1 > 0:01! DumpHeap /d -mt 00007ffaf84f7ad0 Address MT Size 0000016c91308048 00007ffaf84f7ad0 16743180 0000016c928524b0 00007ffaf84f7ad0 34719012 0000016ce9e61020 00007ffaf84f7ad0 71993676 0:011> ! gcroot 0000016c91308048 Found 0 unique roots (run '! gcroot -all' to see all roots). 0:011> ! gcroot 0000016c928524b0 Found 0 unique roots (run '! gcroot -all' to see all roots). 0:011> ! gcroot 0000016ce9e61020 Thread 2b0c: 0000006AFAB7E5F0 00007FFAF84132AE ConsoleApplication3.Program.Main(System.String[]) [C:\4\ConsoleApp1\ConsoleApp1\Program.cs @ 15] rbp-18: 0000006afab7e618 -> 0000016C8000CC08 System.Collections.Generic.HashSet`1[[System.Int32, System.Private.CoreLib]] -> 0000016CE9E61020 System.Collections.Generic.HashSet`1+Slot[[System.Int32, System.Private.CoreLib]][]Copy the code

As can be seen from the above, I used gcroot to find the reference root of these three addresses, but two of them were missing. The last one had the new size of 599W, right? Do prints the values of the three addresses.
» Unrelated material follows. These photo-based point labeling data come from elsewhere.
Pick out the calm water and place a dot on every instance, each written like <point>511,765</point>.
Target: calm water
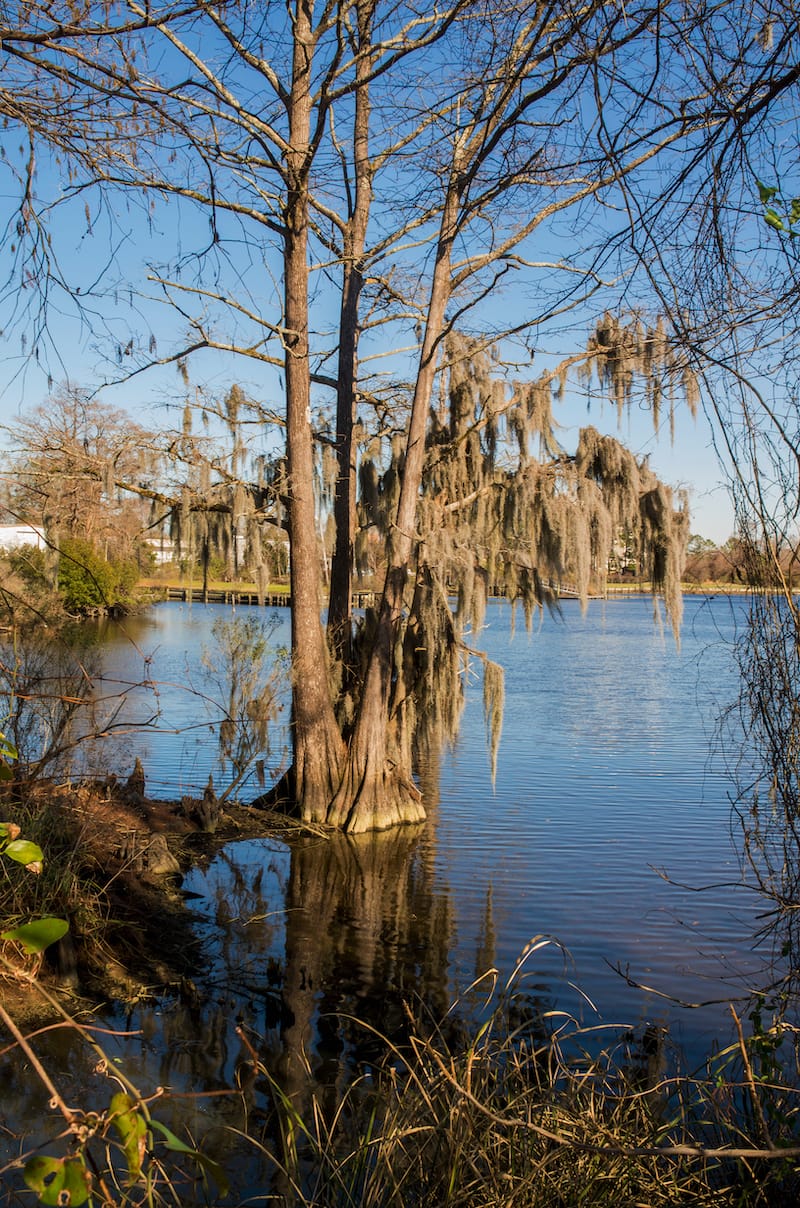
<point>608,828</point>
<point>608,825</point>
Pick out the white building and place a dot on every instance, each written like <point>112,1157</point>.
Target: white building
<point>15,535</point>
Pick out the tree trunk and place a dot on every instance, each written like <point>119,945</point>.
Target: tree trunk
<point>341,593</point>
<point>375,791</point>
<point>318,747</point>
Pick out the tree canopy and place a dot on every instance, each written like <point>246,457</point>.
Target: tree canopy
<point>384,210</point>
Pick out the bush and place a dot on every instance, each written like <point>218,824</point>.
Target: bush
<point>88,582</point>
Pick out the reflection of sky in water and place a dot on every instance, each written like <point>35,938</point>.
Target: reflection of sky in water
<point>604,777</point>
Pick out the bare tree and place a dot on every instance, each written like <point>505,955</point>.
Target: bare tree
<point>471,133</point>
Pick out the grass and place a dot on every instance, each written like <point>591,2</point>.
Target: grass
<point>535,1110</point>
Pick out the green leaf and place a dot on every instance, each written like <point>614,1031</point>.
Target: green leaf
<point>207,1165</point>
<point>132,1127</point>
<point>23,851</point>
<point>58,1180</point>
<point>38,935</point>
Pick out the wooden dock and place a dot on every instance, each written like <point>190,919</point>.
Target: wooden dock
<point>245,598</point>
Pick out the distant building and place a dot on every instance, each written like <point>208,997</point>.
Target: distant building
<point>12,536</point>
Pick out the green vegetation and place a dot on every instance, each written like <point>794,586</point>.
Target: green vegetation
<point>87,581</point>
<point>532,1109</point>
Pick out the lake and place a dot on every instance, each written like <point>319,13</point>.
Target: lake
<point>608,828</point>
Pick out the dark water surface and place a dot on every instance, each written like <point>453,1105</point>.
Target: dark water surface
<point>608,828</point>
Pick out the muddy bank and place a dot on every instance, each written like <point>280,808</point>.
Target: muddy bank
<point>114,864</point>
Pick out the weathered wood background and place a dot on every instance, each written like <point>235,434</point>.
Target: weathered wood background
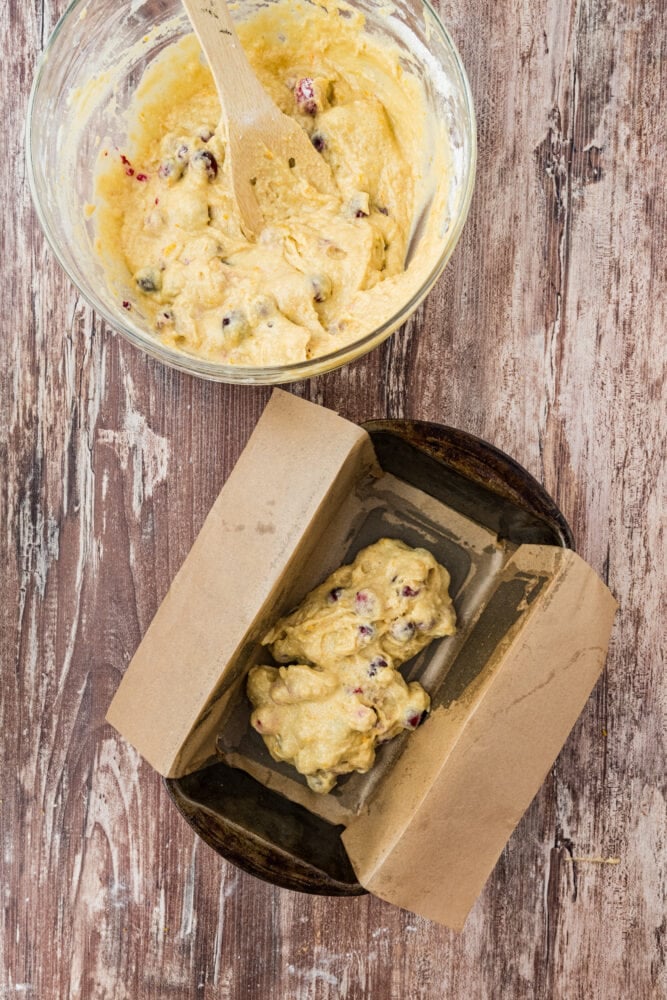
<point>547,337</point>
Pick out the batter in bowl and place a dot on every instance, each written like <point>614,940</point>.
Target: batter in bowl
<point>327,716</point>
<point>328,267</point>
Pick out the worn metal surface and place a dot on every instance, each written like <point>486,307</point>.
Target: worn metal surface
<point>546,336</point>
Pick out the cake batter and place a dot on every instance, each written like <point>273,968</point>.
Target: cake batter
<point>326,268</point>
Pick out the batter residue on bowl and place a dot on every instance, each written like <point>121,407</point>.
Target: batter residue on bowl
<point>327,268</point>
<point>327,712</point>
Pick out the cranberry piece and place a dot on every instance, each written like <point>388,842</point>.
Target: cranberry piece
<point>204,160</point>
<point>166,318</point>
<point>304,95</point>
<point>414,720</point>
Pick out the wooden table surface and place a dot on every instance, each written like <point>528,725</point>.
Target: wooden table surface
<point>546,336</point>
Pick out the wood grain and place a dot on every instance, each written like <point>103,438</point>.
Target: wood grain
<point>546,336</point>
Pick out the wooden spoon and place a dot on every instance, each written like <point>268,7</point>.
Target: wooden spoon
<point>256,127</point>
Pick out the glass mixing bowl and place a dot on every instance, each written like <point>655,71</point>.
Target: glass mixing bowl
<point>111,43</point>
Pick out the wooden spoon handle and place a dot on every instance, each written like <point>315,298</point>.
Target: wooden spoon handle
<point>241,93</point>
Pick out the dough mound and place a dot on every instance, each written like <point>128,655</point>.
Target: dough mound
<point>326,713</point>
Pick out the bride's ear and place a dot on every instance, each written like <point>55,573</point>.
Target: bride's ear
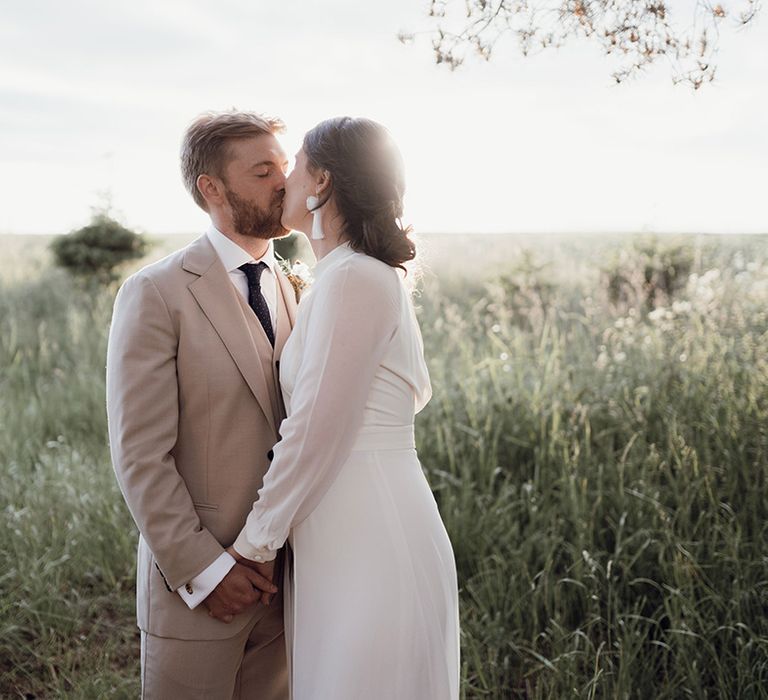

1 > 0:01! do 0000016c91308048 Name: System.Collections.Generic.HashSet`1+Slot[[System.Int32, System.Private.CoreLib]][] Size: 16743180(0xff7b0c) bytes Array: Rank 1, Number of elements 1395263, Type VALUETYPE (Print Array) Fields: None 0:011> ! do 0000016c928524b0 Name: System.Collections.Generic.HashSet`1+Slot[[System.Int32, System.Private.CoreLib]][] Size: 34719012(0x211c524) bytes Array: Rank 1, Number of elements 2893249, Type VALUETYPE (Print Array) Fields: None 0:011> ! do 0000016ce9e61020 Name: System.Collections.Generic.HashSet`1+Slot[[System.Int32, System.Private.CoreLib]][] Size: 71993676(0x44a894c) bytes Array: Rank 1, Number of elements 5999471, Type VALUETYPE (Print Array) Fields: NoneCopy the code

(Rank 1, Number of elements) (Rank 1, Number of elements) 1395263, so in this case: the total size of managed heap is approximately: 23.7m + 47.4m + 91.5m = 162.6m, I go, not simply put… In other words, there is 162.6-91.5 =71.1M of uncollected garbage on the managed heap ➕ 47.4M of empty space just now, the total waste is :118.5M, I hope I did my math correctly…

3. Is there a solution?

Capacity can be used to control the Size of a List. Unfortunately, there is no such solution in HashSet, except for a clunky clipping method called TrimExcess, which extends the current Size to the nearest prime value, as shown in the following code:

public void TrimExcess() { int prime = HashHelpers.GetPrime(m_count); Slot[] array = new Slot[prime]; int[] array2 = new int[prime]; int num = 0; for (int i = 0; i < m_lastIndex; i++) { if (m_slots[i].hashCode >= 0) { array[num] = m_slots[i]; int num2 = array[num].hashCode % prime; array[num].next = array2[num2] - 1; array2[num2] = num + 1; num++; }}}Copy the code

The application in this case is to limit 289W to 347W, and still occupy 58W space. The diagram below:

Three:

Struct Slot {int hashCode; struct Slot {int hashCode; internal int next; internal T value; }, so use it with caution after you understand the principle.